Let a group $G$ act on a set $S$.
Define the set orbit and pointwise stabiliser for all $A\subseteq S$,
\begin{align*} G\cdot A&:=\{g\cdot a:g\in G,a\in A\}\\ \textrm{Stabp}_G(A)&:=\{g\in G:(\forall a\in A)(g\cdot a = a)\} \end{align*}
Let $X\subseteq S$. Then we have $$\textrm{Stabp}_G(G\cdot X)\trianglelefteq G$$
I would like a source that refers to this, please. I am interested in this and any related results. I'm quite sure it's true - I wrote a proof, but haven't verified it with someone else. If someone could, that would be great.
If the action is faithful, I also wonder if there is some sort of converse statement that can be made? (Normal subgroup $\implies$ ???)
Proof:
By definition, $\textrm{Stabp}_G(G\cdot X)=\{n\in G:(\forall h\in G,x\in X)(n\cdot(h\cdot x)=h\cdot x)\}$.

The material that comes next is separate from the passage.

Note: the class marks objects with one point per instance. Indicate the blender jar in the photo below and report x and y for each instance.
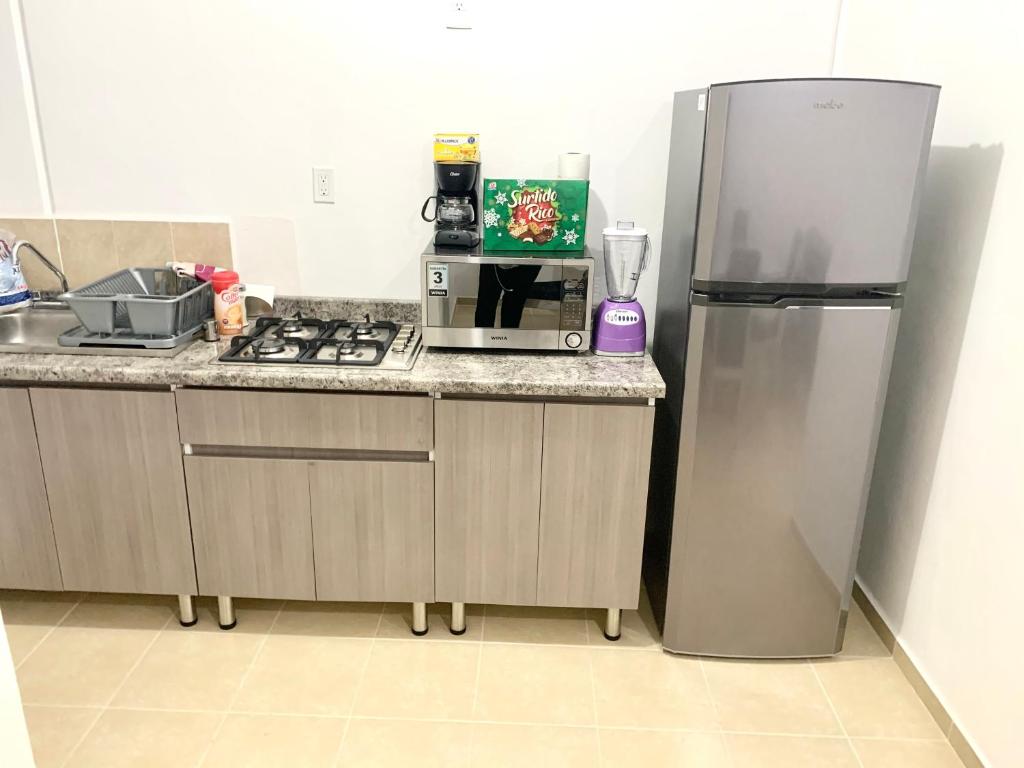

Let $g\in G$, $n\in\textrm{Stabp}_G(G\cdot X)$. Let $m=gng^{-1}$.
Let $h\in G$, $x\in X$.
Then \begin{align} n\cdot (h\cdot x) = h\cdot x &\iff& (gng^{-1}ghg^{-1})\cdot x &= (ghg^{-1})\cdot x\\ &\iff& (mghg^{-1})\cdot x &= (ghg^{-1})\cdot x \end{align} Note $gGg^{-1} = G$, so letting $k=ghg^{-1}$, we've shown for all $k\in G$, $x\in X$, $$(mk)\cdot x= k\cdot x$$ Hence $m=gng^{-1}\in\textrm{Stabp}_G(G\cdot X)$.
It turns out this result is clear to see if you view the action as a homomorphism into the symmetric group of $S$.
If the action is restricted to a union of orbits $G\cdot X$, then $\textrm{Stabp}_G(G\cdot X)$ is the kernel of the action. That explains why I could not find a formulation of the result in this specific way.
As for a reverse implication, given an arbritrary set $G$ acts on, it is unlikely for all normal subgroups to be found this way. For example, there may only be one orbit while $G$ could have multiple normal subgroups (eg. let $G$ act on itself). So I will abandon this train of thought.